Le besoin n’est pas “d’avoir un cabinet moderne”. Le besoin réel est de traiter correctement des opérations qui sortent du schéma comptable classique : encaissement en BTC ou en stablecoins, conservation de crypto en trésorerie, activité de minage ou de validation, trading accessoire, émission de NFT, ou encore lancement d’un projet web3.

Pour une entreprise française, les risques sont concrets :

  • erreur de TVA sur des ventes ou prestations réglées en crypto ;
  • erreur d’assiette d’IS si les produits et charges ne sont pas valorisés en euros à la bonne date ;
  • absence de pièces justificatives : wallet, hash de transaction, relevés d’exchange, taux de conversion retenu ;
  • mauvaise qualification entre activité commerciale, prestation technique, trésorerie de placement ou activité financière ;
  • défaut de contrôle interne si plusieurs personnes ont accès aux wallets ou aux clés.
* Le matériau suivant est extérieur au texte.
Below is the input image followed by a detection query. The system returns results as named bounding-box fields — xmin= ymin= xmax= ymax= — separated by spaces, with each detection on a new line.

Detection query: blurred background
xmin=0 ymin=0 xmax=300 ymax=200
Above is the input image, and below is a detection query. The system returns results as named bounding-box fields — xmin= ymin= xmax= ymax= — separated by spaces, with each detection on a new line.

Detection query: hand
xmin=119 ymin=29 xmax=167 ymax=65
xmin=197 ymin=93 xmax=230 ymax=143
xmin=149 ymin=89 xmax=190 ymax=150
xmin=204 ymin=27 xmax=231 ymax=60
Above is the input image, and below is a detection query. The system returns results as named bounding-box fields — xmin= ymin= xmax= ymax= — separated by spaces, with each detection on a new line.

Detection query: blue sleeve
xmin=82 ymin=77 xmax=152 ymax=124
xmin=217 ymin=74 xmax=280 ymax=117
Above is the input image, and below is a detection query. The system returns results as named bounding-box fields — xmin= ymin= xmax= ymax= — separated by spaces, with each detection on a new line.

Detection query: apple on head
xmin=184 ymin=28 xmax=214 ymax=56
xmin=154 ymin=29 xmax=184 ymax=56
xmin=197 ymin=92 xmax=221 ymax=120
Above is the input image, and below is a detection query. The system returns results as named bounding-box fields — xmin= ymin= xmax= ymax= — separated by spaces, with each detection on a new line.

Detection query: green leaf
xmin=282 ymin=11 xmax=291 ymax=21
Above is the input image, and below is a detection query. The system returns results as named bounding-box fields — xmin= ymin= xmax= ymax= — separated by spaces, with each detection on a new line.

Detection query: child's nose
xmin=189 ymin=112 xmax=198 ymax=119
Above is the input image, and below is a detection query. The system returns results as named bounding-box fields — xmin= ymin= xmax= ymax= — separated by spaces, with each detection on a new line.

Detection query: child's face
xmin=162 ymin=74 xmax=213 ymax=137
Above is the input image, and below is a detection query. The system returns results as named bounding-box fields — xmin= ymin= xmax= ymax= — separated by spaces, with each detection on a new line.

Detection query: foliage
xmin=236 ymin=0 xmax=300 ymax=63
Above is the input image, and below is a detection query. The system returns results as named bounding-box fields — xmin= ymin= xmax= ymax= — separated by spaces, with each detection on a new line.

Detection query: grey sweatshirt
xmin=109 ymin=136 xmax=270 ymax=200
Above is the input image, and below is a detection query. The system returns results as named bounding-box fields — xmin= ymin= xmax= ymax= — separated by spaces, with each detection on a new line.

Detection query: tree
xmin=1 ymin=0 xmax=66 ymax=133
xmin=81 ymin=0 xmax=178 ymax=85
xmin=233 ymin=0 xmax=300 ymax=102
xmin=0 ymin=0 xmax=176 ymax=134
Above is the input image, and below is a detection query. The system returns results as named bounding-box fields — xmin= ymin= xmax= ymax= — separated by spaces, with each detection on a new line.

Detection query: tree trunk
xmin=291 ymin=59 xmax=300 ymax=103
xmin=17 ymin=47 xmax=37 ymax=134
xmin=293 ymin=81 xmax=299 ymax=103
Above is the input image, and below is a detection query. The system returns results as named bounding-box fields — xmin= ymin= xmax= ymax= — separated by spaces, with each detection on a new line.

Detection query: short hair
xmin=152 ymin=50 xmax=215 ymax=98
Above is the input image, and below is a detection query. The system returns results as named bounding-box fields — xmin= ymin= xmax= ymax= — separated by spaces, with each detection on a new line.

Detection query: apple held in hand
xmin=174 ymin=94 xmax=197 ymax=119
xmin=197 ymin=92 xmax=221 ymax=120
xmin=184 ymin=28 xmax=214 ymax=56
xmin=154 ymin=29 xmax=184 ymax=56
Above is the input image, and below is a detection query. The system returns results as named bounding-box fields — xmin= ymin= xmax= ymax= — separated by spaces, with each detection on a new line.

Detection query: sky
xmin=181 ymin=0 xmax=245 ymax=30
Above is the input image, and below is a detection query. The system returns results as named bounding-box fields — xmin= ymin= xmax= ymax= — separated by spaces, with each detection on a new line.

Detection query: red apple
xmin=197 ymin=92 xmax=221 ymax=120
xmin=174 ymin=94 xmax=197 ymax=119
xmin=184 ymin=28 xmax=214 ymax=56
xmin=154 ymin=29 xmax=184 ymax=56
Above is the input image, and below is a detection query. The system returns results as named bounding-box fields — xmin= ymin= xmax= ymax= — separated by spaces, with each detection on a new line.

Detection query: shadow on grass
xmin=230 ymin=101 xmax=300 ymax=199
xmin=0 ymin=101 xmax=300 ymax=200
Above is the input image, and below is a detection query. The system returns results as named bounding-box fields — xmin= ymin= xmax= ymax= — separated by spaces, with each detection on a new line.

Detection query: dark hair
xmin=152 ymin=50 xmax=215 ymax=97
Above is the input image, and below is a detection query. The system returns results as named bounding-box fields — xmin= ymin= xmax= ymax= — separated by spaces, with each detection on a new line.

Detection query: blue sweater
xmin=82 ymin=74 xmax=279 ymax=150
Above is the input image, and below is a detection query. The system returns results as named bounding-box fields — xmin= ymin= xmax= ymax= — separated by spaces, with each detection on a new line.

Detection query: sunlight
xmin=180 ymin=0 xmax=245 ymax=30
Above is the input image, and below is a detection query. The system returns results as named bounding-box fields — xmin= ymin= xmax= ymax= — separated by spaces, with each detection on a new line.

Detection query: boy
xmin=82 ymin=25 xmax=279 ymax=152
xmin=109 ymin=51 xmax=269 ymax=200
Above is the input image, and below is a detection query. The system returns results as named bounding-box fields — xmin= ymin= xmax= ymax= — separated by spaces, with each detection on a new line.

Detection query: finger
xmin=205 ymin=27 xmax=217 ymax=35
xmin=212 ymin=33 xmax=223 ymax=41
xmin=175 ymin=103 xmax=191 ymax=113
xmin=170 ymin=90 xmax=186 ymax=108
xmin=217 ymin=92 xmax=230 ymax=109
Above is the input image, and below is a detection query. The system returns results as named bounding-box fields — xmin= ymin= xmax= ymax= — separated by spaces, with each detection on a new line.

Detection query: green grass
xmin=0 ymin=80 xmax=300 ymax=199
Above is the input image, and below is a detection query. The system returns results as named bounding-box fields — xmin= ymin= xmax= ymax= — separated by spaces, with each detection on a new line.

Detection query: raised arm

Un expert comptable crypto utile doit donc couvrir 5 blocs : comptabilisation, fiscalité, TVA, justificatifs, organisation interne. Si l’un des 5 manque, le dossier reste fragile.

Qui est concerné en pratique

Trois profils d’entreprises sont les plus exposés.

1. Les entreprises qui encaissent en crypto

Exemple : agence web, cabinet de conseil, développeur, e-commerçant, société de formation. Le point fiscal central : le mode de règlement ne change pas, à lui seul, la TVA ni le produit imposable. Une facture reste émise en euros, avec la TVA applicable selon les règles ordinaires. La crypto reçue est un moyen de paiement ou un actif reçu en contrepartie, mais la vente doit être valorisée en euros.

2. Les entreprises qui détiennent des crypto en trésorerie

Exemple : une SAS qui place une partie de sa trésorerie excédentaire en BTC ou en USDC. Ici, le sujet n’est pas seulement comptable. Il faut décider :

  • si la détention est ponctuelle ou habituelle ;
  • si elle relève d’une politique de trésorerie validée ;
  • comment suivre les écarts de valeur et les cessions ;
  • qui a pouvoir sur les wallets et selon quelle procédure.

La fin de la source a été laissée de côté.